Why is this going to be better than what we have now? Currently if we want a low latency collector, we must resort to using the Concurrent Mark and Sweep (CMS) collector. While this does a great job of increasing liveliness of our applications by reducing that stop-the-world nature of GC that we've all grown to know and love, CMS can still create some devastating pause times. It does this because CMS does not compact. A non-compacting collector will eventually leave your heap looking like swiss cheese and when it does, it needs to compact. If you need to compact you need to stop all application threads and perform memory to memory copying to eliminate these holes as well as free list management, which ain't cheap.
In fact the cost of copying objects was one of the reasons we didn't have a generational collector for so long. The engineers figured that the cost of copying would far outweigh the benefits. This is evidenced by advice found in Sun's own 1.4 GC tuning guides. They recommended that spaces be sized in such a way that it minimized copying. It is a recommendation that we also offered until I quickly sorted out that doing just the opposite worked much better. As a sidebar, this lead to my infamous answer to a question at Sun Techdays in Johannesburg where in the Q&A section of my presentation with Dr. Heinz Kabutz I was asked for references. My answer was of course, read the Sun GC tuning guide and then do exactly the opposite. But, I digress.

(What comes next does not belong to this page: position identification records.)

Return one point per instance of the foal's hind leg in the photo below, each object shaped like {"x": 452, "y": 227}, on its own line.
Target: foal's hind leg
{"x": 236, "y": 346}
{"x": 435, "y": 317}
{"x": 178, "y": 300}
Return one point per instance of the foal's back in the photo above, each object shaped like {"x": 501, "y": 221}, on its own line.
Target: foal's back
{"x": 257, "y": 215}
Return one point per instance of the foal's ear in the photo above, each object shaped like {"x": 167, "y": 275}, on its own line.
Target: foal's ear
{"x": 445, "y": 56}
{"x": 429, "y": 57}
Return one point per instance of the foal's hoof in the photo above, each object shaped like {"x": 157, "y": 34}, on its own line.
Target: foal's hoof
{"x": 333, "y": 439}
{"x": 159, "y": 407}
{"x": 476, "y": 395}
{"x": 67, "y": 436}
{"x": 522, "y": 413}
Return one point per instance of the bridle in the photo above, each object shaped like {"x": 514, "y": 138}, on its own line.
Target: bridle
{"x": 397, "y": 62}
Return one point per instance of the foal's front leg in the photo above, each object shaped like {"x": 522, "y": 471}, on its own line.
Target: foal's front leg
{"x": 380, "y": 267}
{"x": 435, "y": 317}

Fortunately you won't find that advice anymore in any of Sun's documentation as we've now come to realize that as objects die, there are fewer and fewer of them to copy. Furthermore, if you give the objects longer to die, they'll do just that. Combine that with the fact that being able to declare a whole space as being clean is so cheap that it's just not worth the effort to avoid copying. And this is exactly what the G1 looks like it is going to do: give objects just enough time to die before going in to clean out a space.

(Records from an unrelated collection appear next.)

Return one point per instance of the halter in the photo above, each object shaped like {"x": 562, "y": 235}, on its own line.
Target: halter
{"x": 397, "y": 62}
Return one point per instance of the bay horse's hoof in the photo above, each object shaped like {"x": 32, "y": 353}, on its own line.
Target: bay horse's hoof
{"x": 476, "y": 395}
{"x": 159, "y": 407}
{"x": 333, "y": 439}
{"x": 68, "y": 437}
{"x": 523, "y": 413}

Pure speculation on my part, but I also suspect that objects in one of the tenured spaces will most likely have been promoted at the same time. I also suspect that these objects will die at about the same time so that once a space starts to empty, it will become empty fairly quickly. What we do know, and this is according to Tony Printezis (author of G1) is that many tenured regions are found to be empty during the mark phase and the others tend to have low liveliness. This means that a lot of tenured regions can be collected with little effort. It also means that spaces with high levels of liveliness will be avoided and that is a good thing also. High levels of liveliness imply very little free space which implies that the region is already compact. That means we will not waste any time moving objects, something we might do if tenured was a single contiguous space. Moreover, waiting to address a tenured region gives it more time, and with more time one can expect to see fewer and fewer objects in it making it even cheaper to collect.
I suppose there will be some pathological cases where this collector will not work well. I can imagine cases where I can cause this scheme to fail. However it is my opinion that most server based applications will benefit from this new collector. Tony has been working with some standard benchmarks and beta customers and so far the results look very promising. The collector won't be available generally for a little while but it is coming and all indications are it will be in the 1.6 JVM ast some point. Now all you have to do is prepare for the arrival of this new low latency, more efficient collector, by making sure your application is running with in the 1.6 JVM.